Też tak robisz? Budzisz się w środku nocy, żeby iść do toalety zrobić siusiu? To zdarza się wielu osobom i jak się okazuje, wcale nie jest ani czymś naturalnym, ani też obojętnym z punktu widzenia naszego zdrowia. Nie mówimy tu oczywiście o sporadycznych przypadkach, kiedy po prostu wypijemy przed snem dużo płynów, ale o sytuacji, która występuje stale.
Gdy częste wstawanie w nocy to problem
Prawidłowo działający pęcherz dorosłej osoby powinien mieć taką pojemność, by pozwolić na spokojny sen do samego rana. Nocne oddawanie moczu nosi nazwę nokturia lub nykturia. Jak podaje przeglad-urologiczny.pl, Międzynarodowe Towarzystwo Kontynencji (ICS – International Continence Society) nykturią określa dolegliwość zmuszająca do obudzenia się w celu oddania moczu jedno- lub wielokrotnie w ciągu nocy. Istotne jest tutaj to, iż mikcja jest poprzedzona snem, który także po niej następuje.
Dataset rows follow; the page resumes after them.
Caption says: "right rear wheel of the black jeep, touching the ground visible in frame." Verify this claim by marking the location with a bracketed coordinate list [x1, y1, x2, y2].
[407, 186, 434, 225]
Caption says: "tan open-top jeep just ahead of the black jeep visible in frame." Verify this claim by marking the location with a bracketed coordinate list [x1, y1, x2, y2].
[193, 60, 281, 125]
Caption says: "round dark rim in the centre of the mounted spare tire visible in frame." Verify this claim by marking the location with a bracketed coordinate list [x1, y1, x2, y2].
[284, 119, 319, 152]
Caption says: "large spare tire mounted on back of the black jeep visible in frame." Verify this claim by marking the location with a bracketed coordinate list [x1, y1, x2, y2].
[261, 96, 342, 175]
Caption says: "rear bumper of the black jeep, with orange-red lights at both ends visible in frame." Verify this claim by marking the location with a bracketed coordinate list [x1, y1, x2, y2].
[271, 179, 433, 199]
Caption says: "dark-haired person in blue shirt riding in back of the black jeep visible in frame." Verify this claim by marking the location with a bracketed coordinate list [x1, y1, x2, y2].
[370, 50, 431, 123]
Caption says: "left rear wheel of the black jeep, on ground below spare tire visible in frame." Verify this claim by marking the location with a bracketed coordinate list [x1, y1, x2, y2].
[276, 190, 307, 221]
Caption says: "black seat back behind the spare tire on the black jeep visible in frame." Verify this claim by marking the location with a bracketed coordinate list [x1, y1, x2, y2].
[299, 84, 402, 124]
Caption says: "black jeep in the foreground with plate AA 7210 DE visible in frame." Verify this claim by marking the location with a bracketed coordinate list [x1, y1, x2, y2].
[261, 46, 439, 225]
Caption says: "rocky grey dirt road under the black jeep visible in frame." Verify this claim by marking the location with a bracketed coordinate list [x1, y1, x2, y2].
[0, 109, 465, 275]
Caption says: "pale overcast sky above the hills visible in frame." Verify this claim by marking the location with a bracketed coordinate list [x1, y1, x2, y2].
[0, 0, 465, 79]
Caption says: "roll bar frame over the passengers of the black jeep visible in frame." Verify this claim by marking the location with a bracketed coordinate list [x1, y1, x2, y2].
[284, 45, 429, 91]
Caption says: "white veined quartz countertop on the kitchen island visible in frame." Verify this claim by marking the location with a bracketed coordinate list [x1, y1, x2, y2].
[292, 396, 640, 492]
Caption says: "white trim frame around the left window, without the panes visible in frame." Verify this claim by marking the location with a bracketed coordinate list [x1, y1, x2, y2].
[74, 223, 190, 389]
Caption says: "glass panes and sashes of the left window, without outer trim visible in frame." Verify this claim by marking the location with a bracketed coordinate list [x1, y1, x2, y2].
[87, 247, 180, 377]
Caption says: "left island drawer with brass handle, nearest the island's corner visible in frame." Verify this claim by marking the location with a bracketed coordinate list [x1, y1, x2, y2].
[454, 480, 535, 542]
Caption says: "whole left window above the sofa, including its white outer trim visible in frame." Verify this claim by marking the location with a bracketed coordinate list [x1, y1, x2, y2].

Bywa bowiem też tak, iż kiedy nie możemy usnąć, chodzimy ciągle do toalety, ale to jest inny problem, natury psychologicznej.
Przyczyn nykturii jest wiele. Pomijając wspomniane "opicie" się zbyt dużą ilością płynów przed snem, jak również picie dużej ilości kawy i herbaty w drugiej połowie dnia, czy przyjmowanie leków zwiększających diurezę, są także poważniejsze:
zaburzenia metaboliczne, takie jak np. cukrzyca
choroby nerek: zapalenie pęcherza, odmiedniczkowe zapalenie nerek, niewydolność nerek
guzy pęcherza
choroby układu sercowo-naczyniowego
otyłość
spożywanie nadmiernej ilości soli
obturacyjny bezdech senny
Nykturia występuje zarówno u kobiet, jak i u mężczyzn, ale w podeszłym wieku częściej dotyczy mężczyzn ze względu na występujący u panów przerost prostaty.
Skutek nieprawidłowego odpieluchowania
Psycholog Martyna Filipiak, czyli "Mama i psycholog" na swoim kanale na TikToku wymienia jeszcze jedną przyczynę, dla której wstajemy w nocy na siku – pęcherz nadreaktywny.
Pęcherz nadreaktywny to zaburzenia pracy nerwów odpowiedzialnych za prawidłowe działanie układu moczowego. Mogą one powstać w wyniku niewłaściwego treningu okołotoaletowego. Dziś na szczęście już się to zmienia, ale dawniej mamy stawiały sobie za punkt honoru jak najszybciej nauczyć swoje dziecko korzystania z nocnika.
Natomiast "wysiadywanie" przez dziecko na sedesie czy nocniku, trwające nieraz pół godziny, i usilne parcie, by wycisnąć kroplę moczu, jest niezwykle szkodliwe dla układu moczowego. Nadwyręża mięśnie odpowiedzialne za mikcję, co później może prowadzić, między innymi, do:
nagłego parcia na pęcherz – czyli dziecko nie czuje, iż stopniowo coraz bardziej chce mu się siusiu, tylko znienacka (i wtedy, jeżeli natychmiast nie znajdzie toalety, może posikać się w majtki)
obniżenia narządów miednicy mniejszej, a choćby wypadania odbytu
osłabienia mięśni dna miednicy – starając się wycisnąć na siłę zalegający w pęcherzu mocz, używamy nie tych mięśni, co trzeba. Pracujemy brzuchem i przemy, a zaangażowane tu powinny być mięśnie dna miednicy i wypieracz pęcherza moczowego.
zaburzeń w życiu seksualnym
i właśnie – zespołu pęcherza nadreaktywnego
Nocne siusianie obniża jakość życia i warto je leczyć
Wstawanie w nocy może w znacznym stopniu pogarszać jakość naszego snu. Przerywany sen uniemożliwia prawidłową regenerację organizmu, co może prowadzić do wielu negatywnych skutków, jak choćby zaburzenia koncentracji, problemy z pamięcią, a choćby obniżenie odporności. jeżeli często wstajesz w nocy na siku, warto byś poszukała przyczyny. Może przydałoby się dokładniej przyjrzeć się swojemu organizmowi, zrobić jakąś diagnostykę? Na pewno warto odwiedzić urologa lub fizjoterapeutę uroginekologicznego.